"Holding Assad Accountable," Constitution Center, September 12, 2013. President Obama's effort to build a case for military operations against Syria was undermined by statements he and other administration officials made. They described the plan to send cruise missiles into Damascus as limited, tailored, surgical, and proportional, greatly downplaying the level of violence that would result. Many lawmakers and their constituents objected to this word play and found the administration's explanation to be misleading and deceptive. One of the few to speak plainly about military consequences was General Martin E. Dempsey, chairman of the Joint Chiefs of Staff.
"Syria and the Illusion of Limited War," Boston Review, September 10, 2013. President Obama advised Congress and the public that his plan to use military force against Syria would be short, not an "open-ended intervention," and without "boots on the ground." The military operation, he said, would be "limited in duration and scope." But wars have their own momentum and do not follow the expectations and intent of military planners. In 2011, Obama predicted that military action against Libya would be a matter of days, not weeks. It lasted seven months. The purpose was to protect innocent civilians. It ended up siding with rebel forces and resulted in regime change by capturing and killing Colonel Qaddafi. Military action against Syria is likely to have serious downsides for the United States, Syria, and neighboring countries.
"More than a mere shot across Syria's bow," Washington Times, September 9, 2013. In an effort to minimize the scope of military action against Syria, President Obama described it as "a shot across the bow." His analogy fails. A shot across the bow is deliberately designed to miss an adversary, with the intent to send a clear and threatening message. But Obama planned to direct cruise missiles into Damascus, followed perhaps by aircraft bombings. The analogy was not only incorrect. It misled the public about what the Obama administration wanted to do. Presidents need to talk straight to build credibility and public trust. The danger is great that a military action against Syria would lead to another war that we will regret.

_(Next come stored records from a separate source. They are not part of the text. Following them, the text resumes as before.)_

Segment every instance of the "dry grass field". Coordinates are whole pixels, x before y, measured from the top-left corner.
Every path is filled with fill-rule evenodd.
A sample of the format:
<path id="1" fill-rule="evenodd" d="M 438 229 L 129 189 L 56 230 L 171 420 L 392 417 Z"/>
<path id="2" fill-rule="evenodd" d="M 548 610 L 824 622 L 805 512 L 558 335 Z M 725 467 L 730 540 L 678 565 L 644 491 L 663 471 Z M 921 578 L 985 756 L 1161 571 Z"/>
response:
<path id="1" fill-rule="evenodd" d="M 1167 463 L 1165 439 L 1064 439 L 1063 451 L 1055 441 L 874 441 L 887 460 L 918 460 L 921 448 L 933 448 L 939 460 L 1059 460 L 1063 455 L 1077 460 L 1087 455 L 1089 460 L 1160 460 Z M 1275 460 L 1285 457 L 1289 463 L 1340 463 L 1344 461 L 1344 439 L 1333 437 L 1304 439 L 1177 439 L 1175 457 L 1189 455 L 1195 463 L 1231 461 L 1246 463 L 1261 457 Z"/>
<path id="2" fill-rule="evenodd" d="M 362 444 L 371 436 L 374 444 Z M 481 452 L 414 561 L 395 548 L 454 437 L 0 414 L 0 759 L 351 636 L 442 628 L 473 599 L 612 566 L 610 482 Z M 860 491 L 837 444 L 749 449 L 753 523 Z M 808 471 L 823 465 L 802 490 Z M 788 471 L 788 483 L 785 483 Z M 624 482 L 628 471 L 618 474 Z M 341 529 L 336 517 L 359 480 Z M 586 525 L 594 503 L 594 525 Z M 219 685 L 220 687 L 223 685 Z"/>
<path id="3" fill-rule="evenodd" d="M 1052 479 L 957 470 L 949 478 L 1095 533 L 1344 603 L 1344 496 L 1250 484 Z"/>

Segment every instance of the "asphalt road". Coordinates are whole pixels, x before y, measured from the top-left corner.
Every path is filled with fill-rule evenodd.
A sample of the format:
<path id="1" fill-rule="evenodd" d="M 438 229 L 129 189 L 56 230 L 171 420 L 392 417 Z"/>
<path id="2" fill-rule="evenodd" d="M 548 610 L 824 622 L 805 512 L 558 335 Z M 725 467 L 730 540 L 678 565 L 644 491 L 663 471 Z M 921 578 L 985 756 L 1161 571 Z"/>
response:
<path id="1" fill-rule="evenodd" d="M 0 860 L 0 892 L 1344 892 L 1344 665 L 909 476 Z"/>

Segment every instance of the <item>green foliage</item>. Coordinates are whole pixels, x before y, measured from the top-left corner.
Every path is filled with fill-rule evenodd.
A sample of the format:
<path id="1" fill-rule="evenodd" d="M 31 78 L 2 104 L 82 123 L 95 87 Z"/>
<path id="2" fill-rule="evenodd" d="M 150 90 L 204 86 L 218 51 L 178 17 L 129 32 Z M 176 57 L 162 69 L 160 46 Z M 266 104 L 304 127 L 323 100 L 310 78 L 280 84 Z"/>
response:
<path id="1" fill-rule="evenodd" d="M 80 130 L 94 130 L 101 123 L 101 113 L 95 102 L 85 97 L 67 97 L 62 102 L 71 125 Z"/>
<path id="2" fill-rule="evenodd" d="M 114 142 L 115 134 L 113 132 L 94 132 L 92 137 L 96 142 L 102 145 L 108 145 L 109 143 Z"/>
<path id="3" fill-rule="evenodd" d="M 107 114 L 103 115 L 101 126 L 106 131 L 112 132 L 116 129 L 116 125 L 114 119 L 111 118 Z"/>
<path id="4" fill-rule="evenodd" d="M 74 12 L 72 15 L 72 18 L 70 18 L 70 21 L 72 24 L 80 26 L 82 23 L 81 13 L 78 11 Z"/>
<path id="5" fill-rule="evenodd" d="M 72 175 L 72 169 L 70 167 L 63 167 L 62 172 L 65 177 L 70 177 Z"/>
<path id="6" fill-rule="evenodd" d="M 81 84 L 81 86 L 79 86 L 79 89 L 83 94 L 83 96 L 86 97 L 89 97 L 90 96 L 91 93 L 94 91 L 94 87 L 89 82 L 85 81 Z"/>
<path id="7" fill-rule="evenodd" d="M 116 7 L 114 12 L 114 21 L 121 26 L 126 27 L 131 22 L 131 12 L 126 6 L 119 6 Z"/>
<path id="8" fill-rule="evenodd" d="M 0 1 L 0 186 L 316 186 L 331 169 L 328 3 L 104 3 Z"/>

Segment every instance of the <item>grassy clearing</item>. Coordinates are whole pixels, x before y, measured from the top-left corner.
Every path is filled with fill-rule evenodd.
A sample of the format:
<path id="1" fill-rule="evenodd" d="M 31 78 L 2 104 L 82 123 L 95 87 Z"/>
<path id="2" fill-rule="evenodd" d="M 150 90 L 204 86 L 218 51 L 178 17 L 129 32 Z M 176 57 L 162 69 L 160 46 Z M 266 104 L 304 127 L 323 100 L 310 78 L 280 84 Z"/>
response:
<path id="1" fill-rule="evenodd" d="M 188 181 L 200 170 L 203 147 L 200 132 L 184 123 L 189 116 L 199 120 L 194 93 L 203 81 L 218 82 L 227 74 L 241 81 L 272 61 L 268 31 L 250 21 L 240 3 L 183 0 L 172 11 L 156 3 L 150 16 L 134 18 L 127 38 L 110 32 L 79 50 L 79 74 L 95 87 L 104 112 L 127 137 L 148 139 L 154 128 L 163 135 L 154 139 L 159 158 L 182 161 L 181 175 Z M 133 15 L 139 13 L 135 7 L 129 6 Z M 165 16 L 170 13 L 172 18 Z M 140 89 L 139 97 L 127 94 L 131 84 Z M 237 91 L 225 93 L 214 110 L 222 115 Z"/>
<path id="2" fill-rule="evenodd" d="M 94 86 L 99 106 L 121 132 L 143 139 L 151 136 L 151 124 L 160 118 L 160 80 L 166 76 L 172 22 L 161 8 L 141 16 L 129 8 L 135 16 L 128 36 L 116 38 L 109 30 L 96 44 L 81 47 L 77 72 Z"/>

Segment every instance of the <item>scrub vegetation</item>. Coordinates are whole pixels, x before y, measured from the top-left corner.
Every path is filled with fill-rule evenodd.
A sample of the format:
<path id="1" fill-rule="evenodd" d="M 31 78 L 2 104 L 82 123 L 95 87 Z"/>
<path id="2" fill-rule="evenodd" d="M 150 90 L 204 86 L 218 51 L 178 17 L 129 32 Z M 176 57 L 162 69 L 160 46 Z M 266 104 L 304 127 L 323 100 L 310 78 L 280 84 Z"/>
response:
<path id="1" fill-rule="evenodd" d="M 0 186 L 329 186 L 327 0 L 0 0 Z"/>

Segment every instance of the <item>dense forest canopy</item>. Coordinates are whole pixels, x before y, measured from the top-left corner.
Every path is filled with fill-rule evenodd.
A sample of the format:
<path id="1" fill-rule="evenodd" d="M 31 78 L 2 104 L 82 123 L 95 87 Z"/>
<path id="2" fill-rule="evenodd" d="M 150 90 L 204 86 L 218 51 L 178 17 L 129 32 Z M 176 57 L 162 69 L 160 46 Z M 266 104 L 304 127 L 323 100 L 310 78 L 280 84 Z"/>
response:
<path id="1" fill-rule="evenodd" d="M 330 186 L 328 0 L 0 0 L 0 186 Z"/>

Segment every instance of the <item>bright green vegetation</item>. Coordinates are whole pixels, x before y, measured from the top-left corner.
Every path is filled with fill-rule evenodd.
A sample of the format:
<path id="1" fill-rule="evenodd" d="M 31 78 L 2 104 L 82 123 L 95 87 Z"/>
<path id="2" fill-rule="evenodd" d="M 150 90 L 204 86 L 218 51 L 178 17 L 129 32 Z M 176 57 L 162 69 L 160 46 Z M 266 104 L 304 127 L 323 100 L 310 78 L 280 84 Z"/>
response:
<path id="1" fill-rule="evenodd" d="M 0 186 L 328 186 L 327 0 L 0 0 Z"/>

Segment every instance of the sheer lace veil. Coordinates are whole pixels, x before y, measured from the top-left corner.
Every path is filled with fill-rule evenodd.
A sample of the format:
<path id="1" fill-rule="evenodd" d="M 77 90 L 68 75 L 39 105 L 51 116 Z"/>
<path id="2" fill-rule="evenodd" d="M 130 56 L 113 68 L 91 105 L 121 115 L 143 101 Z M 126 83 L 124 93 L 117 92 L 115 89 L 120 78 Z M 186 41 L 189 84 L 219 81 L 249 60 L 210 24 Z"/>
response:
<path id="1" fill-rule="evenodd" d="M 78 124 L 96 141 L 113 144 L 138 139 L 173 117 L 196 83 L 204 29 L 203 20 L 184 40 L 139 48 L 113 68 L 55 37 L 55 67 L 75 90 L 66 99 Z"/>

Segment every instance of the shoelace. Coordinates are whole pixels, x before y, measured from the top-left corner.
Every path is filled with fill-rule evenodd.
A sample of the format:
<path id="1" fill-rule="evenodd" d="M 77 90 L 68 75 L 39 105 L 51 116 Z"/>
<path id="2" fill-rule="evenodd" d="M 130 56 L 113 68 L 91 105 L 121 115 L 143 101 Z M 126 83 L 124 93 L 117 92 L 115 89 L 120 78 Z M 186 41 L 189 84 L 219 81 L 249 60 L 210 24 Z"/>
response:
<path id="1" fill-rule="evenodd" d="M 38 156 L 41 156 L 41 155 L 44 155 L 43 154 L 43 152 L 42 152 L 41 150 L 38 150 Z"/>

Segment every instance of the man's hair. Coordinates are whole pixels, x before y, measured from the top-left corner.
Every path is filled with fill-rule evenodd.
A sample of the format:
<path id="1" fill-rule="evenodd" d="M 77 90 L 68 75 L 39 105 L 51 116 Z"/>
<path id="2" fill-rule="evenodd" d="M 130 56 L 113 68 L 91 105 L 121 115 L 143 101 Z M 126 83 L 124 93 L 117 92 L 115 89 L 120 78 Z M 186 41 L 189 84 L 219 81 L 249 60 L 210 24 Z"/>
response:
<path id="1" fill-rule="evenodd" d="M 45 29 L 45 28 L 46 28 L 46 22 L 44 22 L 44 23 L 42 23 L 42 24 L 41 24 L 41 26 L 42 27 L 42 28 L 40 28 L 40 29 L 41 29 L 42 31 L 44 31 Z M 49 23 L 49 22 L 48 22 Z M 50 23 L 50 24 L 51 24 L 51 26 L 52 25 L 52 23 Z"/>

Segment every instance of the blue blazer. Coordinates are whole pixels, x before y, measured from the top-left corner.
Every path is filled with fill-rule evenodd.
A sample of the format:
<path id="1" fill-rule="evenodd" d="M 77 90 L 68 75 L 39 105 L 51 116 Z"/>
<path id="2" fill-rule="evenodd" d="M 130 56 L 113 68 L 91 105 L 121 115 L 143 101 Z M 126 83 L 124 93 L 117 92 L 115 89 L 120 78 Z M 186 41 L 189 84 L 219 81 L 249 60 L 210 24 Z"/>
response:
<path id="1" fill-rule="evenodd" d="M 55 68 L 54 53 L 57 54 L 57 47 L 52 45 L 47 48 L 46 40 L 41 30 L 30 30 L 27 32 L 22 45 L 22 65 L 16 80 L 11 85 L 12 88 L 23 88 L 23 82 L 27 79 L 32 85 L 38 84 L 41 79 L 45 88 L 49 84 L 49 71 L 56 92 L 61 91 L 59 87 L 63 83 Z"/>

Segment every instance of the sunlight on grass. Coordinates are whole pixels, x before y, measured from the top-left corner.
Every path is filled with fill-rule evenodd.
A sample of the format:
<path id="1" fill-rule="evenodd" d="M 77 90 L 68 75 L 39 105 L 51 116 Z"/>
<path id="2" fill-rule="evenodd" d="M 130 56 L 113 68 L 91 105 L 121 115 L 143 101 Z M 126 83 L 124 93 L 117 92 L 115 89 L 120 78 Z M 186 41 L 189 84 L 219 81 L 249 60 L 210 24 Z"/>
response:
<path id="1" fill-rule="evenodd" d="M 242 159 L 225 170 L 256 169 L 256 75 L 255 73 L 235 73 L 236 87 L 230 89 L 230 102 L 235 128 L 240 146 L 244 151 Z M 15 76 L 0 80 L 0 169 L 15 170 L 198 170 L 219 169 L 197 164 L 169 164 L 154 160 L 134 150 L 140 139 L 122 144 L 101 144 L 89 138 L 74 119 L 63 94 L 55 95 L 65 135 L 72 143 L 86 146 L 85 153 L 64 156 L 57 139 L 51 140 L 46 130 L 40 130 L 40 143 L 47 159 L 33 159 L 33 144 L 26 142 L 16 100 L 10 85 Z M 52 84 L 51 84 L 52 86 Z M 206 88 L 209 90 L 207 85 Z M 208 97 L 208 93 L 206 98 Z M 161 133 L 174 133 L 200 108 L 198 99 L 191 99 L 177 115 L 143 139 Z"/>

"Letter from General Dempsey to Representative Engel," August 19, 2013. In response to the Congressman's request to assess the risks of using military force against Syria, General Dempsey-chairman of the Joint Chiefs of Staff-noted that a bombing operation against Assad's Air Force would escalate and potentially commit the United States to deeper involvement. Moreover, it would not be militarily decisive. The use of U.S. military power could not resolve "the underlying and historic ethnic, religious, and tribal issues that are fueling this conflict."
"Letter from General Dempsey to Senator Levin," July 19, 2013. Senator Carl Levin asked General Dempsey to assess options for a military strike against Syria. Dempsey described the use of aircraft, ships, and submarines to attack air defense, naval forces, and military facilities to degrade the regime's capabilities. He noted the risk that the regime could withstand these strikes by dispersing its assets, and could respond with retaliatory attacks, shooting down U.S. aircraft and requiring the introduction of recovery teams. The effort to destroy Syria's stockpile of chemical weapons would require thousands of special operations forces and other ground forces to secure critical sites to prevent the weapons from falling into the hands of the regime and rebel groups.